The continuing chemotherapy, it transpires, involves four blocks of approximately four weeks each… My reading of the protocol had produced the assumption that the gaps where there was no chemo would see me out and about, and I believed some of it may have been done as an outpatient. Unfortunately, it seems I will be in hospital for each block, as my blood counts WILL be lowered to the extent that they will want to keep me in.
As my father suggested:
- Bang go my hopes of squeezing in some semblance of a social life between chemo;
- bang goes my chance of graduating with my friends in a couple of weeks’ time;
- bang goes my expectation that I could go to Lourdes in July;
- bang goes my plan to pop back to Literary Review to work when possible;
- bang goes my joy at having spent the winter months in hospital and being out to enjoy the summer.
I am pretty disappointed, though of course I know it could be much worse.

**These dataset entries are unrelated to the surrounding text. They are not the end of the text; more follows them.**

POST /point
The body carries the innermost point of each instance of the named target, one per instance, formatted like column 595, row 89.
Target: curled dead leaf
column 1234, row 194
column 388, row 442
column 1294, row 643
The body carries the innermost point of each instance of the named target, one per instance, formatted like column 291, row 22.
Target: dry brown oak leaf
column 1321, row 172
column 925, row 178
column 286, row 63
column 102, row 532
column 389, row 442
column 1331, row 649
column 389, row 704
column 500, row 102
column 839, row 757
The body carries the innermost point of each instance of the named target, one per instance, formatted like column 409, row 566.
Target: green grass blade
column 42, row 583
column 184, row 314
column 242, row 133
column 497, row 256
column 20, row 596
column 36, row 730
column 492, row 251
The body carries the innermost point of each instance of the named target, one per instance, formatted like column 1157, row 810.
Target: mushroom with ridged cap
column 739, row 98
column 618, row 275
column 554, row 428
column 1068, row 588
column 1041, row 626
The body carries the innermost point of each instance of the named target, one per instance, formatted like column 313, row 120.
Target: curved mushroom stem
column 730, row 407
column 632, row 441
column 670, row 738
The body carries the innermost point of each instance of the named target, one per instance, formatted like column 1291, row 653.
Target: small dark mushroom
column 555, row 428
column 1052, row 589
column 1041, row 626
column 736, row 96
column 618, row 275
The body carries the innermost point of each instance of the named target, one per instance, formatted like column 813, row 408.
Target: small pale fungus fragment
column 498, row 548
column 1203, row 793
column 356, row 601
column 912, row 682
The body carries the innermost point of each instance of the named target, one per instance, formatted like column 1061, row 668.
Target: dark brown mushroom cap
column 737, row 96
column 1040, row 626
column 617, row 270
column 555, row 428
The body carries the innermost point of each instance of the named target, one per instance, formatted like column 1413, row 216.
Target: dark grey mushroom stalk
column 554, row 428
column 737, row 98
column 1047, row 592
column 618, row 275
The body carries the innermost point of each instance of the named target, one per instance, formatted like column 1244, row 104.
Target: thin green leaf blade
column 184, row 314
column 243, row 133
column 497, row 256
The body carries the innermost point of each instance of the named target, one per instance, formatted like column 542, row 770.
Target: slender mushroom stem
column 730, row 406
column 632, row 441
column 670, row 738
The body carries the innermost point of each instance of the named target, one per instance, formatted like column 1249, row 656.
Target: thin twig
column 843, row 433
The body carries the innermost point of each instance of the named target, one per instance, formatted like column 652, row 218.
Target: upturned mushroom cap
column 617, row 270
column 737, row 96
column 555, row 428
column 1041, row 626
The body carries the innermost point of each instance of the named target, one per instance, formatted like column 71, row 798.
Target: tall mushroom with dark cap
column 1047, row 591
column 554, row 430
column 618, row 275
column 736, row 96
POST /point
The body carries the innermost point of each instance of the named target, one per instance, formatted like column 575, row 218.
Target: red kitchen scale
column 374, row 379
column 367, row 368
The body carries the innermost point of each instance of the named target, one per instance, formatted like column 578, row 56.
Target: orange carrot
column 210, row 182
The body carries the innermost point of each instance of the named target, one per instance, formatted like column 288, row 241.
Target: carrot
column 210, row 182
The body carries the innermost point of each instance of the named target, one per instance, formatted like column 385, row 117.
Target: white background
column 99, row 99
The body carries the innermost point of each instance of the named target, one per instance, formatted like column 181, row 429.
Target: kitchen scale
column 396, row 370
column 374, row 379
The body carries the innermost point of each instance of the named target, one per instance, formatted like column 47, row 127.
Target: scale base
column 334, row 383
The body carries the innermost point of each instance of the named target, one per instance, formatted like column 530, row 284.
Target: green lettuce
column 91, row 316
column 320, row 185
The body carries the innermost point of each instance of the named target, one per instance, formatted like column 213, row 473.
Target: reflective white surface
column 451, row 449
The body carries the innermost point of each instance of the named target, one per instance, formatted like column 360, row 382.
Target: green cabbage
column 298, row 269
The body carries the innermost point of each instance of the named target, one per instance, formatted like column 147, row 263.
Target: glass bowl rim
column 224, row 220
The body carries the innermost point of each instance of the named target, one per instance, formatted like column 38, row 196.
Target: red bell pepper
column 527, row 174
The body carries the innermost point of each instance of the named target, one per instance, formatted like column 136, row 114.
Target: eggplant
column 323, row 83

This chemo is all intravenous or tablet form, I think, and shouldn’t be as bad as what I’ve had so far. After the chemo, I’ll have the cranial irradiation, and then the maintenance chemo is really not too regular (2 weeks every 3 months, I think). One of the nurses I saw today was telling me about someone who’s just finishing their treatment (same as mine): apparently he occasionally misses appointments because he’s busy playing football, which is very encouraging.
I’m probably heading in on Wednesday, or if not then Thursday or Friday, and will have a few different chemotherapy drugs in the first few days, by the look of it. I’ll be in for 3 or 4 weeks, depending on my blood counts at the end of the treatment. I’m actually not worried at all about the chemo itself – it’s just hospital food and being stuck in my room for a good while that I’m not looking forward to, while it’s frustrating not to be able to get back to life, and a great shame that I’ll miss Graduation and Lourdes.
However, it’s all for good reason: to keep the damned leukaemia away! So it’s all worth it. Right?